True shooting percentage takes into account the type of shot that a player/lineup/team attempted. So for example, Kyle Korver and John Wall might both shoot 49% from the field (this is probably not true, but for the sake of this example…) but Korver is shooting more threes while John Wall is shooting more two-point field goals. Thus, while both players might have the same field goal percentage, the value of their shooting is certainly not the same — Korver is bombing threes while Wall is making twos. Clearly, 49% from three is much more valuable than 49% from the restricted area.
True shooting percentage takes into account the number of threes, twos, and free throws a player takes, and adjusts for the degree of difficulty for each shot to come up with a more accurate representation of a player’s “true” shooting ability.

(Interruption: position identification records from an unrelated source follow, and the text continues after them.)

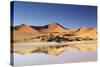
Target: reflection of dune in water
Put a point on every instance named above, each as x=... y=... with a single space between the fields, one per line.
x=56 y=50
x=69 y=56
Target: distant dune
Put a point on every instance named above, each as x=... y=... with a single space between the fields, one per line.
x=26 y=32
x=86 y=32
x=25 y=28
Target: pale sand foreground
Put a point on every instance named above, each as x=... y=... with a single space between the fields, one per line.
x=54 y=48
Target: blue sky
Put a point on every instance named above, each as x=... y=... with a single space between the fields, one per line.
x=69 y=16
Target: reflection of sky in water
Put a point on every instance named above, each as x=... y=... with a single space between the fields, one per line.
x=65 y=57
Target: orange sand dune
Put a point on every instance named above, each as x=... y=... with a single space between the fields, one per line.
x=26 y=28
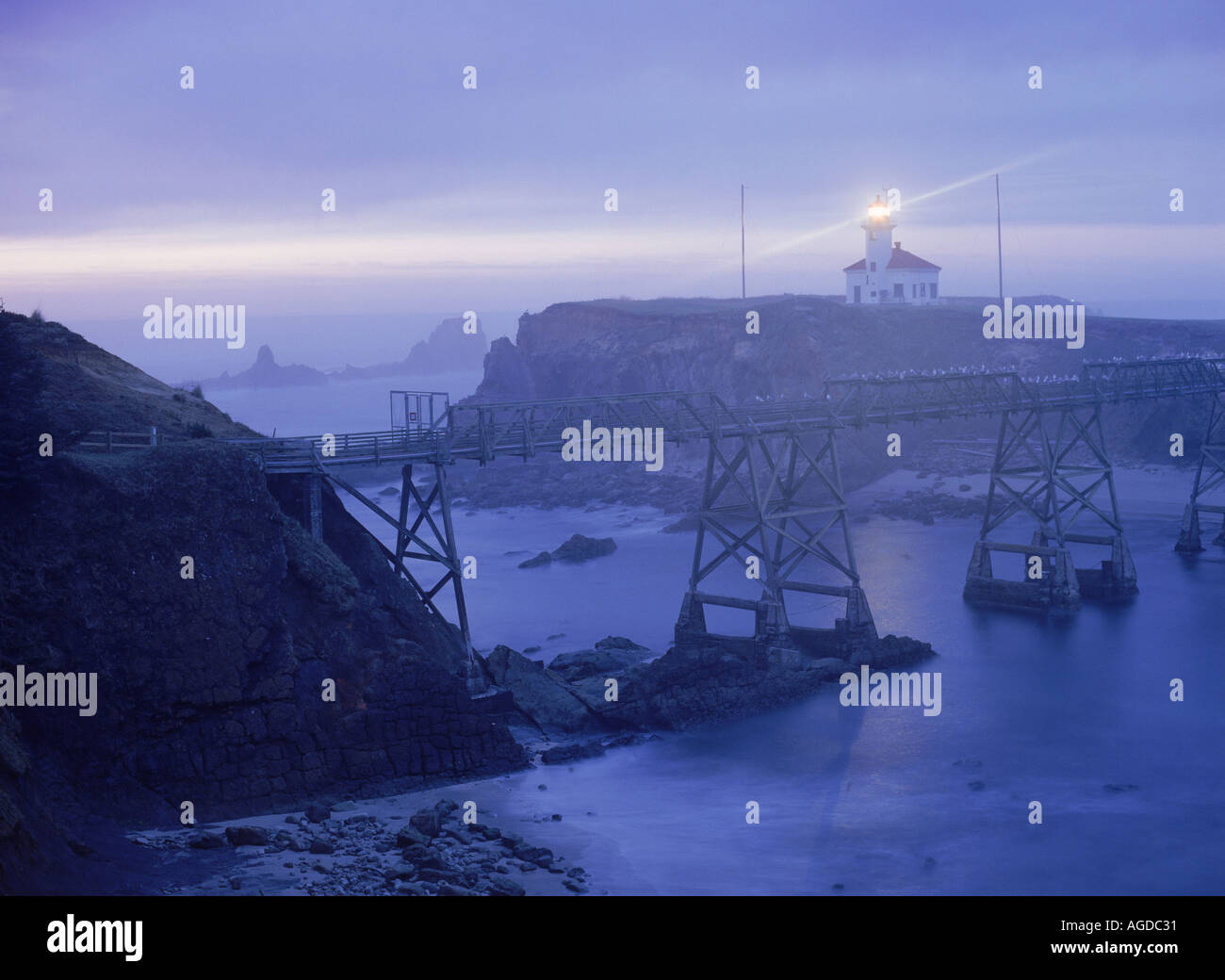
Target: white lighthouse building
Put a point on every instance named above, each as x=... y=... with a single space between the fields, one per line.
x=887 y=272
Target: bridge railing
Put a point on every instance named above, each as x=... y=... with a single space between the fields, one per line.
x=108 y=441
x=860 y=400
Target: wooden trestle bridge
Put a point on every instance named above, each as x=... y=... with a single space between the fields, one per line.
x=773 y=490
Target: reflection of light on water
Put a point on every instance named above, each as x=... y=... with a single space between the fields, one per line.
x=865 y=796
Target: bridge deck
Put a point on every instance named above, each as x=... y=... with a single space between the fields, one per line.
x=484 y=432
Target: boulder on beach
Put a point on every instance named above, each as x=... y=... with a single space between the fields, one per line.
x=611 y=656
x=539 y=694
x=580 y=547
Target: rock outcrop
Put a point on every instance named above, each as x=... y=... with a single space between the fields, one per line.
x=266 y=374
x=446 y=350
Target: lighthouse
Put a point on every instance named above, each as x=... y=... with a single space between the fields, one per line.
x=889 y=273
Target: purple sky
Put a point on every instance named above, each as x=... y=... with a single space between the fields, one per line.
x=494 y=199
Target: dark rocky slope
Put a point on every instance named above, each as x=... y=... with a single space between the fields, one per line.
x=208 y=689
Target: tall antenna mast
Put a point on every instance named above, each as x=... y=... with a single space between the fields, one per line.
x=742 y=240
x=999 y=241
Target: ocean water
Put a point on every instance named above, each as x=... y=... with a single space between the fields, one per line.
x=1074 y=714
x=1070 y=713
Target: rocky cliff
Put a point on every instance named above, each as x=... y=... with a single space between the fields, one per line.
x=611 y=347
x=209 y=687
x=448 y=348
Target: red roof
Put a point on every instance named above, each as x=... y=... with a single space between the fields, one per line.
x=898 y=258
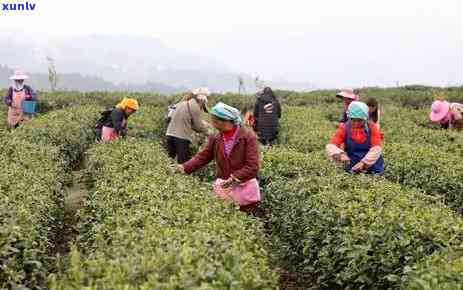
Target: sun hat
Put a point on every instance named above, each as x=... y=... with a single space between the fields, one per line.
x=439 y=109
x=358 y=110
x=19 y=75
x=128 y=103
x=348 y=94
x=226 y=112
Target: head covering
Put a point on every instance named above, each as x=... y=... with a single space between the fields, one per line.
x=128 y=103
x=201 y=94
x=349 y=94
x=226 y=112
x=18 y=85
x=358 y=110
x=439 y=110
x=19 y=75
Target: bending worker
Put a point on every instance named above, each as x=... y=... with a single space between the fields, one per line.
x=357 y=143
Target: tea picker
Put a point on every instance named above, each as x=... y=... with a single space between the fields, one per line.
x=235 y=152
x=114 y=122
x=21 y=100
x=357 y=143
x=448 y=115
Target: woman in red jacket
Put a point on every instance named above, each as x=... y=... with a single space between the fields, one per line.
x=235 y=152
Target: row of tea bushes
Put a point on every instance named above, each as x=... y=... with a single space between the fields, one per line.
x=34 y=161
x=339 y=231
x=437 y=173
x=144 y=227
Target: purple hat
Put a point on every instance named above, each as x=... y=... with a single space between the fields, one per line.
x=439 y=110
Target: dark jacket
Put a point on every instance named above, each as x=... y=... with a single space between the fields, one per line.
x=118 y=121
x=243 y=161
x=267 y=123
x=8 y=100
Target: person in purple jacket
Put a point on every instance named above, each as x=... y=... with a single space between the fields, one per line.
x=18 y=93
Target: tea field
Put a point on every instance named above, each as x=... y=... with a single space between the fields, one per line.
x=134 y=224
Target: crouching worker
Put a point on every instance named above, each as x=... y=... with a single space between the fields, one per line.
x=449 y=115
x=236 y=155
x=357 y=143
x=114 y=122
x=15 y=99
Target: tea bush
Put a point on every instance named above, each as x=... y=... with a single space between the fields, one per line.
x=35 y=159
x=340 y=231
x=146 y=228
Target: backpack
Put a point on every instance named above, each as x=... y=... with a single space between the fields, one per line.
x=170 y=113
x=104 y=118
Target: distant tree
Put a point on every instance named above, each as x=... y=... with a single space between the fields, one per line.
x=260 y=84
x=52 y=74
x=241 y=87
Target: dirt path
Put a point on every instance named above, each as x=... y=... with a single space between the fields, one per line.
x=73 y=202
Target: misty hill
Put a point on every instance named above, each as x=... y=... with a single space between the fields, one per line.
x=125 y=61
x=75 y=81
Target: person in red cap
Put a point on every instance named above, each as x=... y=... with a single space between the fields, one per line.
x=449 y=115
x=348 y=96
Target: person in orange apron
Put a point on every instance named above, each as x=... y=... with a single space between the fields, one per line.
x=18 y=93
x=116 y=125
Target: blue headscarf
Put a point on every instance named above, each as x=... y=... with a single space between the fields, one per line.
x=226 y=112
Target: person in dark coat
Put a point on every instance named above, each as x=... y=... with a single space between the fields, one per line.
x=267 y=112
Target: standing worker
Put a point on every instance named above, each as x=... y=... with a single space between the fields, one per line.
x=115 y=125
x=15 y=98
x=348 y=96
x=449 y=115
x=267 y=112
x=357 y=143
x=184 y=120
x=236 y=155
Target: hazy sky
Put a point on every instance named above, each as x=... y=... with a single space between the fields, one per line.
x=328 y=43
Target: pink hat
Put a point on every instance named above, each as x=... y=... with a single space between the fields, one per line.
x=349 y=94
x=439 y=110
x=19 y=75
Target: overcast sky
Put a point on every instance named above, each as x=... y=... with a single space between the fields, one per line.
x=330 y=43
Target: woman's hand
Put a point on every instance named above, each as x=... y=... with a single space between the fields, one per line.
x=342 y=158
x=359 y=167
x=180 y=169
x=228 y=183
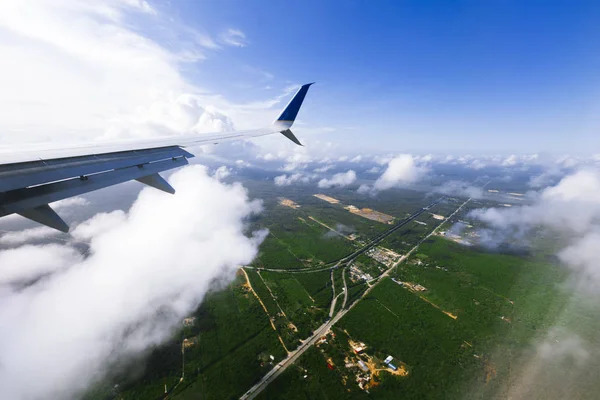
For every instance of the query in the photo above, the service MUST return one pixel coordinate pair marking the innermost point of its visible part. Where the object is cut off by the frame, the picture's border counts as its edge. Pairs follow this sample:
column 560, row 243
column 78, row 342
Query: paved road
column 295, row 354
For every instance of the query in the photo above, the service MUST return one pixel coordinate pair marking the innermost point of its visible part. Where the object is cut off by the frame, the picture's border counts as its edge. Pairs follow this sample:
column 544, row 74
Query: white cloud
column 400, row 170
column 24, row 236
column 30, row 262
column 510, row 161
column 573, row 207
column 115, row 72
column 324, row 168
column 222, row 172
column 98, row 224
column 141, row 278
column 339, row 180
column 234, row 37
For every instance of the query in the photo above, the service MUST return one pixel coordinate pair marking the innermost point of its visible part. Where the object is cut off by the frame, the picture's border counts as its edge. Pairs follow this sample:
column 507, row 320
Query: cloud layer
column 338, row 180
column 146, row 270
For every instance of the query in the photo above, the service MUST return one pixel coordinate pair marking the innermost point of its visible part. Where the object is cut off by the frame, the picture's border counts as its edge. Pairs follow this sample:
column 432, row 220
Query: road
column 372, row 243
column 322, row 330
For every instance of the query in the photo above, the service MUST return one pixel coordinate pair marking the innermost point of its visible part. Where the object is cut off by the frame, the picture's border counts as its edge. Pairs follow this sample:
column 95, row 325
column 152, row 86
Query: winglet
column 47, row 216
column 288, row 116
column 288, row 134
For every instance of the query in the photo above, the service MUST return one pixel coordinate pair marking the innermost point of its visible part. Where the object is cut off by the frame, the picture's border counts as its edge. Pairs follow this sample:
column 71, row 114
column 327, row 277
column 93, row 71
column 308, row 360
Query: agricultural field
column 474, row 319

Here are the best and worst shooting lineups from last year (minimum of 240 minutes played):
I’ve also included the best team in the NBA in terms of true shooting percentage (the Miami Heat, no surprises), the median or middle team (Nets/Trail Blazers), and the worst team in the NBA (the Charlotte Bobcats).
After taking a look at this list, it’s easy to see that there are a ton of good lineups. Obviously the Miami Heat dominate the top of the list, but Oklahoma City Thunder, Los Angeles Clippers, Atlanta Hawks, New York Knicks, San Antonio Spurs, and Boston Celtics also make the list.